In the United States, only a number of states impose any tax on the purchase of capital equipment for manufacturing purpose. However, the California Alternative Energy and Advanced Transportation Financing Authority (CAEATFA) granted this tax benefit to Tesla in order to “encourage” clean technology development in the state. This is indeed a win-win deal for the State of California, as Tesla’s investment will create additional 112 new jobs at its production facility in Fremont. Furthermore, a greater number of vehicle sales will produce more revenues in terms of sales and income tax in future.
Palo Alto based Tesla is planning to invest US$ 415 million in new manufacturing equipment next year. Besides building electric car equipments to build its popular line of cars, such as the Model S, currently the company builds powertrains for other car manufacturers like Toyota and Daimler.

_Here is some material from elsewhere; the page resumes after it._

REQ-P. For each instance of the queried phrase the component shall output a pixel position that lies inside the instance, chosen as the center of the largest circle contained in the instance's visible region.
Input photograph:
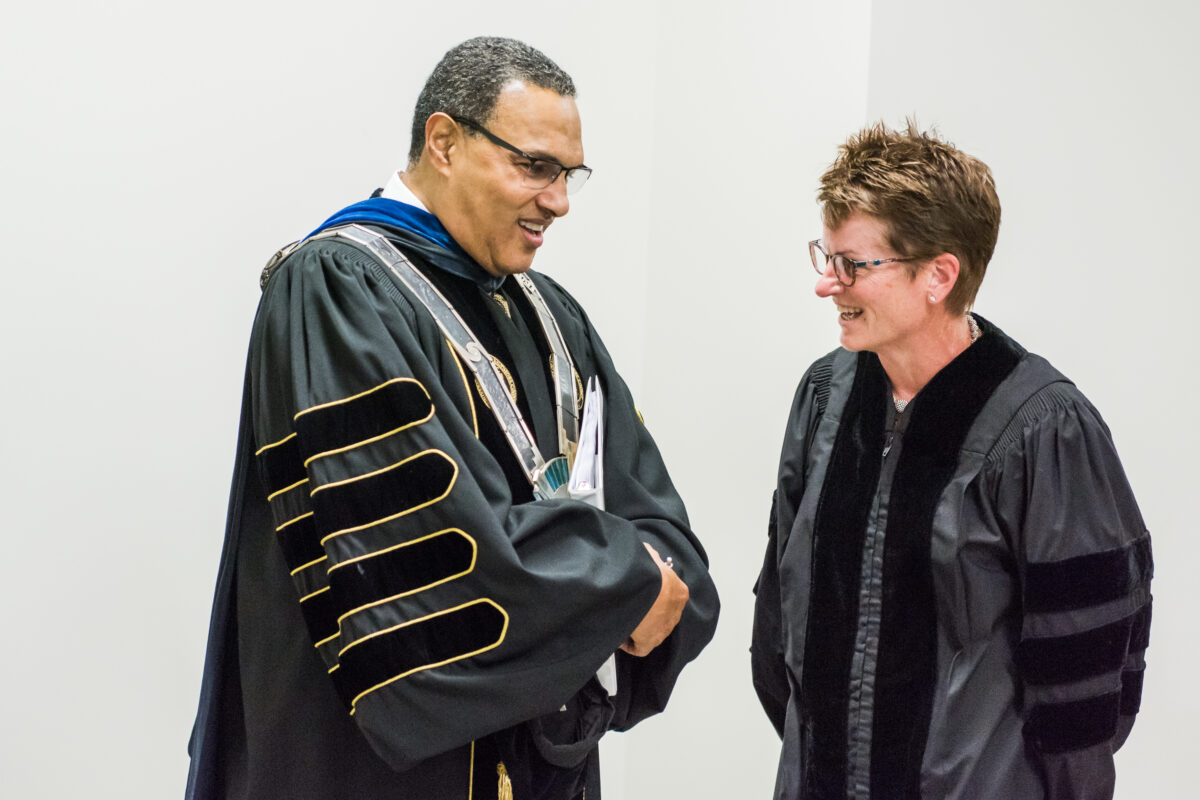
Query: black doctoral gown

During 2014, Tesla was aiming to build 21,500 Model S sedans. However, once the new manufacturing equipment is installed and operational, they will be able to produce another 35,000 units of Model S sedans for the growing market, which will ultimately increase its total production capacity to 56,000 per year. So far, Tesla management didn’t comment on any plan to increase the production.
While this Holiday gift to Tesla may turn out to be a good encouragement for Tesla in the long-run, Tesla’s next car, the Model X, will be launched almost after another whole year, by the end of 2014. Hence, there will be hardly any short-term gain from this tax break on Tesla’s balance sheet.
As of today, Tesla’s (NASDAQ:TSLA) TSLA +2.51% stock was trading at US$ 148 per share. However, some experts, including Dr. Aswath Damodaran, a professor at the NYU Stern School of Business, have come up with an intrinsic value of just US$ 67.12 per share for Tesla. I am assuming that Tesla will grow to be as large as Audi, while delivering operating margins closer to Porsche’s. Even with these assumptions, I cannot see a rationale for buying the company at today’s market price, but that is just my personal judgment,” Said Dr. Damodaran in a blog post in early September 2013.
Tesla’s Model S is indeed a nice car. However, the infrastructure it requires to be a solid alternative to fossil fuel run cars are yet to be implemented nationwide. Which is hindering Tesla’s growth prospect. Also, it hardly reached breakeven in 2013, before its EBITDA went negative again last quarter, concerning investors about the efficiency of its business model.